Betrag der Vorauszahlungsstrafe

Die Definition Vorfälligkeitsentschädigung ist die Gebühr für die außerplanmäßige Rückzahlung eines Darlehens während der Festzinsperiode. Gemäß der Rechtsprechung des Bundesgerichtshofs müssen die Banken die Rendite von Pfandbriefen zur Bestimmung der Vergütung verwenden. Vielmehr ist die Vorfälligkeitsentschädigung entweder ein kontrollierter Preis, der einen Schadensbetrag nicht überschreiten darf, oder direkt ein Schadensersatzanspruch. In der Vergangenheit wurden den Kreditnehmern jedoch oft die Kündigungsgebühren quasi vorgegeben. Du hast jetzt die Möglichkeit, einen Teil der gezahlten Beträge zurückzubekommen.

Verifizierung der Vorauszahlungsdaten

Bei vorzeitiger Kündigung eines Kreditvertrags überprüfen wir den Entschädigungsanspruch Ihres Kreditinstituts auf Rechtfertigung und Nachteile.
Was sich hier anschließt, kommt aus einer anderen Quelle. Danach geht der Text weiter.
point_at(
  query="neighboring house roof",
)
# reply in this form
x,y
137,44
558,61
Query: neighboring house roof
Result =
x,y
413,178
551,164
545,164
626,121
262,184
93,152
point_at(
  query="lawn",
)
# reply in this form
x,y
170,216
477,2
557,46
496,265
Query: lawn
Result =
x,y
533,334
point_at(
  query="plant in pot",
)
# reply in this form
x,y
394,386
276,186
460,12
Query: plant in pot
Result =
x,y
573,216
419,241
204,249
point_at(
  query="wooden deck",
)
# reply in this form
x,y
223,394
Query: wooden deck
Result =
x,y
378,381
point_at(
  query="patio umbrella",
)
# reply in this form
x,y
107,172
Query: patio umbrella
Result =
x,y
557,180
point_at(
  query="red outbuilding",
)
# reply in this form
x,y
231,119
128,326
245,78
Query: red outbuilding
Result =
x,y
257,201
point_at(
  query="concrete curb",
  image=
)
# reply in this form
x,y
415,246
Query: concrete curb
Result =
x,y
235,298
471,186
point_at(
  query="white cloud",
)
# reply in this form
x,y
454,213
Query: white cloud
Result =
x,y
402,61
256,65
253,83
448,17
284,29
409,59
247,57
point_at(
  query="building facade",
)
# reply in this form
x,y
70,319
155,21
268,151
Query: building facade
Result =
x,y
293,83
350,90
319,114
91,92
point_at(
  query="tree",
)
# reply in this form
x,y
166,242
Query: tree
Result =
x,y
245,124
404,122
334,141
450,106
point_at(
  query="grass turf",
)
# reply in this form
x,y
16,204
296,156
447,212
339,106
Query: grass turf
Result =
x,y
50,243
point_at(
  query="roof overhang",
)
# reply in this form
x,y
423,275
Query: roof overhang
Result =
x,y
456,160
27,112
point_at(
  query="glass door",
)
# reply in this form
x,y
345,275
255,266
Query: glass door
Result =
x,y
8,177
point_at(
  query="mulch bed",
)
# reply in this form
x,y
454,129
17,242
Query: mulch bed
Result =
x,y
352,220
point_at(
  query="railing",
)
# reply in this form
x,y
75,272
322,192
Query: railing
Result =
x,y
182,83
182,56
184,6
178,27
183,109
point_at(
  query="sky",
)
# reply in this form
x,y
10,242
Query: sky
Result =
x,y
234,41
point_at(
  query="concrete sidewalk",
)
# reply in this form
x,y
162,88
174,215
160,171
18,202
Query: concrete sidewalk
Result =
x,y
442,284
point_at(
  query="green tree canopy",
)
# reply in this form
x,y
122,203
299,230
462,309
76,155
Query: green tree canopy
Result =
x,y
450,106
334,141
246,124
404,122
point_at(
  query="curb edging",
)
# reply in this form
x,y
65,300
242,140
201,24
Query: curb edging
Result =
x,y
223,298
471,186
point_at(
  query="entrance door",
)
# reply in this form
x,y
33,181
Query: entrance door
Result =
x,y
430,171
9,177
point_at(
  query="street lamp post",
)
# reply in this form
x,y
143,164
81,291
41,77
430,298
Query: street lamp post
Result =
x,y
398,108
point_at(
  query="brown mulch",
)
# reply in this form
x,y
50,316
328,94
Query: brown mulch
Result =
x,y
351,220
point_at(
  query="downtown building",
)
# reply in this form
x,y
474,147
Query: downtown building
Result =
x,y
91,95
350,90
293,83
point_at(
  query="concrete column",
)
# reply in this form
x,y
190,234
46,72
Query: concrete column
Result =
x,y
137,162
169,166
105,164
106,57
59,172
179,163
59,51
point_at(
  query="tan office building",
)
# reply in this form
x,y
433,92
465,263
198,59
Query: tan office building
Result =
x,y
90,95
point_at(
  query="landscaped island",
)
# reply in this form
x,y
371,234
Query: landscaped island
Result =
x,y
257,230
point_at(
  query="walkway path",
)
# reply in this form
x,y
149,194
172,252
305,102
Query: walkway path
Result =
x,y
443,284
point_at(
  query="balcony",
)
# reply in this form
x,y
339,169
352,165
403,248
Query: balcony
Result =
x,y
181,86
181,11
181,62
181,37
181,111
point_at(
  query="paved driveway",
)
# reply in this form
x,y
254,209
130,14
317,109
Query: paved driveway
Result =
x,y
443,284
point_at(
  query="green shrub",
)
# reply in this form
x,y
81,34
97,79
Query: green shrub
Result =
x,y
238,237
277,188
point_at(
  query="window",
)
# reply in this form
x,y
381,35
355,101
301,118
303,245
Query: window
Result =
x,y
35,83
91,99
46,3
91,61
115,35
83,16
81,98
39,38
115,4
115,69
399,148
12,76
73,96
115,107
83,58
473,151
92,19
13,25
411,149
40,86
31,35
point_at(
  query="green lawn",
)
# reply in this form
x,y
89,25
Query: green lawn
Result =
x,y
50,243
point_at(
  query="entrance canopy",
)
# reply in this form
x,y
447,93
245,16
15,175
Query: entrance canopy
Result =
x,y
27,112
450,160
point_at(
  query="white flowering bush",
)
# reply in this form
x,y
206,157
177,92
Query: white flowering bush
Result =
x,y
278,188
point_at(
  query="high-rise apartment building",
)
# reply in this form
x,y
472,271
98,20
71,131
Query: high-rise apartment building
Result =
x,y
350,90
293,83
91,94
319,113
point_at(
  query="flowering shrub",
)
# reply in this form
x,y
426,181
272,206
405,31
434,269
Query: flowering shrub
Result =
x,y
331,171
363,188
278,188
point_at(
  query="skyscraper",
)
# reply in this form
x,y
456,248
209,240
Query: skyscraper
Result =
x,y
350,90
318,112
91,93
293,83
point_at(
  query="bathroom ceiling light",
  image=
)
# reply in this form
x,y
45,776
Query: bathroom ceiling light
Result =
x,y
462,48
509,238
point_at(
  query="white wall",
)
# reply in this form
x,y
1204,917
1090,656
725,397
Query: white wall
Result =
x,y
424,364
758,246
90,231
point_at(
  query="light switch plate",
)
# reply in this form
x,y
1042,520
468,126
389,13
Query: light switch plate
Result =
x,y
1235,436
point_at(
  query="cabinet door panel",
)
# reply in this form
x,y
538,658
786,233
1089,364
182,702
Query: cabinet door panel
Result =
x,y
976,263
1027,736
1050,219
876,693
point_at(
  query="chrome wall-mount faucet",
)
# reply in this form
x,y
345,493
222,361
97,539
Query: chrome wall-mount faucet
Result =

In diesem Fall erstellen wir Ihnen unser Sachverständigengutachten, das die richtige Vorauszahlungsstrafe rechtlich nachweist. In diesem Bericht können Sie Ihre Hausbank bitten, nur den richtigen Betrag zu verlangen. Sollte die Hausbank Ihrer Anfrage nicht nachkommen, werden wir Ihnen anbieten, Ihre Rechte durchzusetzen.

Auf jeden Falle erhalten Sie von uns vor Auftragserteilung eine Beurteilung der erfolgsaussicht.

Überprüfung der Vorauszahlungsstrafe

Banken fordern für die frühzeitige Tilgung eines Kredits in der Regel eine höhere Vorfälligkeitsentschädigung. Dies ist in den meisten Fällen im Vertrag explizit festgelegt und kann nicht wegverhandelt werden. Wirklich nervig wird es aber erst, wenn man ganz genau herausfindet, wie viel Vorfälligkeitsentschädigung die Banken oder Sparkassen verlangen. Weil ihre Kalkulation nicht durch das Gesetz reguliert ist, stehen die Türen und Tore der Fantasie offen.

Nun fordern die Kreditinstitute einen Betrag, der allen zukünftigen Zinszahlungen entspricht. Daraus resultieren überproportionale, auch erschreckende Mengen. Das heißt, die Höhe der Vorfälligkeitsentschädigung ist in letzter Zeit errechnet. Im Rahmen des Rechtsverkehrs sind Unternehmen nicht wie Konsumenten durch ein gesetzliches Widerrufsrecht abgesichert, sondern haben auch das Recht auf eine ordnungsgemäße Nachberechnung.

Es ermöglicht eine ordnungsgemäße Ermittlung der Vorfälligkeitsentschädigung.

Wird der Betrag einer Vorauszahlungsstrafe begründet?

Problem: Im Falle eines verfrühten Rückzugs aus einem Immobilienkredit fordern die Kreditinstitute in der Praxis in der Regelfall Vorfälligkeitsentgelte, deren Höhe nicht immer mit den Berechnungsgrundlagen von Recht und Gerichtsbarkeit übereinstimmt. Im Jahr 2013 belief sich das Passivvolumen von Privaten gegenüber Banken aus Immobilienkrediten in der BRD auf rund 836 Mrd. EUR.

Die Berechnungen der Kreditinstitute beinhalten die erhaltenen Zinserträge (abzüglich Kosten) als Ergebnis für die Darlehenslaufzeit. Daher wird den Kreditinstituten im Rahmen von vertraglichen Vereinbarungen eine Vergütung gewährt. Der Betrag der Vorfälligkeitsentschädigung wird zunächst auf der Grundlage der Zinssätze bemessen, die über die beabsichtigte Dauer aufgelaufen wären, wenn der Vertrag vertragsgemäß erfüllt worden wäre.

Generell gilt: Je früher der Darlehensvertrag gekündigt wird, desto höhere Vorfälligkeitsentschädigung. So sind z.B. außerplanmäßige Tilgungen und niedrigere Administrationskosten als abzugsfähige Posten zugunsten des Darlehensnehmers zu berücksichtigen. Nach einer aktuellen Studie der Bremer Verbraucherberatungsstelle sind die geforderten Vorauszahlungsstrafen in den vergangenen Jahren gestiegen. In vielen Fällen enthielten die Kreditinstitute keine besonderen Rückzahlungsrechte oder niedrigere Verwaltungskosten. In vielen Fällen waren keine besonderen Rückzahlungsrechte vorgesehen.

Vorauszahlungsstrafen können unter gewissen Voraussetzungen auch als Steuerabzüge in Anspruch genommen werden.